In 2002, approximately 39% of the people eligible to vote in mid-term elections voted. Suppose you have taken a sample of 7 eligible voters. What is the probability of having sampled exactly 3 people that voted?

To calculate the probability of exactly 3 out of 7 eligible voters voting, we use the binomial probability formula:

P(X=k) = (n choose k) * p^k * (1-p)^(n-k)

Where:
- n is the number of trials or eligible voters sampled (7)
- k is the number of successful outcomes or voters that voted (3)
- (n choose k) is the number of ways to choose k successes out of n trials (calculated as n! / (k! * (n-k)!))
- p is the probability of a successful outcome or the proportion of eligible voters that vote (0.39)
- (1-p) is the probability of a failure (1-0.39)

Plugging in the values:

P(X=3) = (7 choose 3) * 0.39^3 * (1-0.39)^(7-3)

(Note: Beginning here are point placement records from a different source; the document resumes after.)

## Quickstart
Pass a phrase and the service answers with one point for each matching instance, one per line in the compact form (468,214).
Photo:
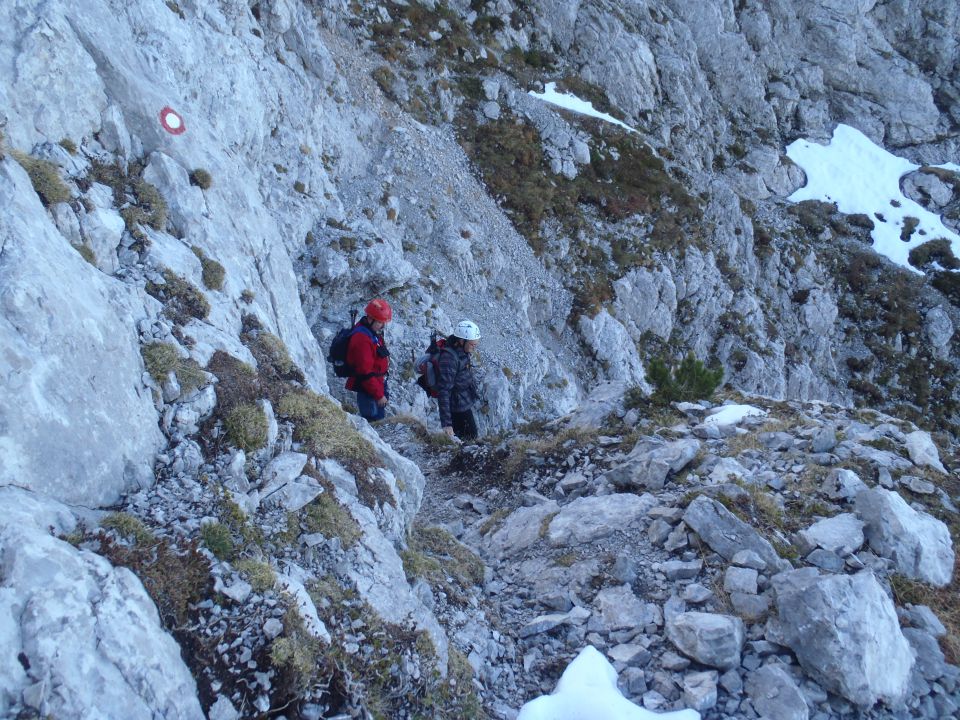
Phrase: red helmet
(379,310)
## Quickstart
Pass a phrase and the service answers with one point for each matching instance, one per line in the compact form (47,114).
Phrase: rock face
(77,423)
(918,543)
(844,631)
(67,609)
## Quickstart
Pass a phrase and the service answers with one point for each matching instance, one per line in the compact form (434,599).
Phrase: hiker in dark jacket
(456,387)
(367,354)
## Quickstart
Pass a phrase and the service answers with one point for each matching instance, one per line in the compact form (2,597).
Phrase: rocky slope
(168,283)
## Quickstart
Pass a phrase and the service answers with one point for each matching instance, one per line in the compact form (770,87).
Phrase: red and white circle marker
(172,122)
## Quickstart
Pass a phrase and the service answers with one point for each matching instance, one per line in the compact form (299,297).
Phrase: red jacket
(369,368)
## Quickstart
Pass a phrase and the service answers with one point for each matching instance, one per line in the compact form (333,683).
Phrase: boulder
(835,534)
(923,452)
(918,543)
(588,519)
(649,469)
(843,630)
(775,695)
(725,533)
(710,639)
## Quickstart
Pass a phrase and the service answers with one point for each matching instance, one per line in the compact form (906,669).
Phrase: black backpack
(337,354)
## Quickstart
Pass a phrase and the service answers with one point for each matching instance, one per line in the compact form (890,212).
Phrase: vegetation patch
(45,177)
(182,301)
(325,515)
(201,178)
(129,527)
(689,381)
(213,272)
(327,432)
(246,427)
(161,359)
(439,558)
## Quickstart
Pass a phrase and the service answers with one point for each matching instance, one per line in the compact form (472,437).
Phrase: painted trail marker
(172,122)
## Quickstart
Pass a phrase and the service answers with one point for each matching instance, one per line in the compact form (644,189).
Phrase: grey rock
(710,639)
(751,608)
(919,544)
(700,690)
(923,452)
(930,660)
(842,484)
(836,625)
(748,558)
(591,518)
(620,609)
(775,695)
(841,533)
(740,580)
(826,560)
(823,440)
(725,533)
(519,530)
(649,469)
(680,570)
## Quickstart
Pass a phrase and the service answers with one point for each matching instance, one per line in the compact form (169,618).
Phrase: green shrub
(201,178)
(246,427)
(327,516)
(129,527)
(213,272)
(260,574)
(45,177)
(690,381)
(87,253)
(182,300)
(218,540)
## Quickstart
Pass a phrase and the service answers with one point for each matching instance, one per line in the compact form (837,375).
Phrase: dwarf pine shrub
(45,177)
(689,381)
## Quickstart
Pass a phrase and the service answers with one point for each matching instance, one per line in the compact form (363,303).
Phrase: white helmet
(467,330)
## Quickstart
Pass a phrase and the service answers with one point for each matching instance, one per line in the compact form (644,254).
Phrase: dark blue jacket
(456,386)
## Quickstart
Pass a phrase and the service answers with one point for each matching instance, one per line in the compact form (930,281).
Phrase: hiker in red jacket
(369,358)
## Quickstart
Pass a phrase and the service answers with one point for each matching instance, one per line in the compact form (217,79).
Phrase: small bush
(218,540)
(246,427)
(45,177)
(201,178)
(690,381)
(128,527)
(213,272)
(260,574)
(327,516)
(181,299)
(87,253)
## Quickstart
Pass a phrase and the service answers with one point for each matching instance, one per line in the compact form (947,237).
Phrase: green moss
(218,540)
(213,272)
(260,575)
(246,427)
(181,299)
(129,527)
(201,178)
(87,253)
(326,430)
(327,516)
(45,177)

Calculating the binomial coefficient:

(7 choose 3) = 7! / (3! * (7-3)!)
= 7! / (3! * 4!)
= (7 * 6 * 5) / (3 * 2 * 1)
= 35

Calculating the probability:

P(X=3) = 35 * 0.39^3 * (1-0.39)^(7-3)
= 35 * 0.39^3 * 0.61^4
≈ 0.2812

Therefore, the probability of having sampled exactly 3 people that voted is approximately 0.2812, or 28.12%.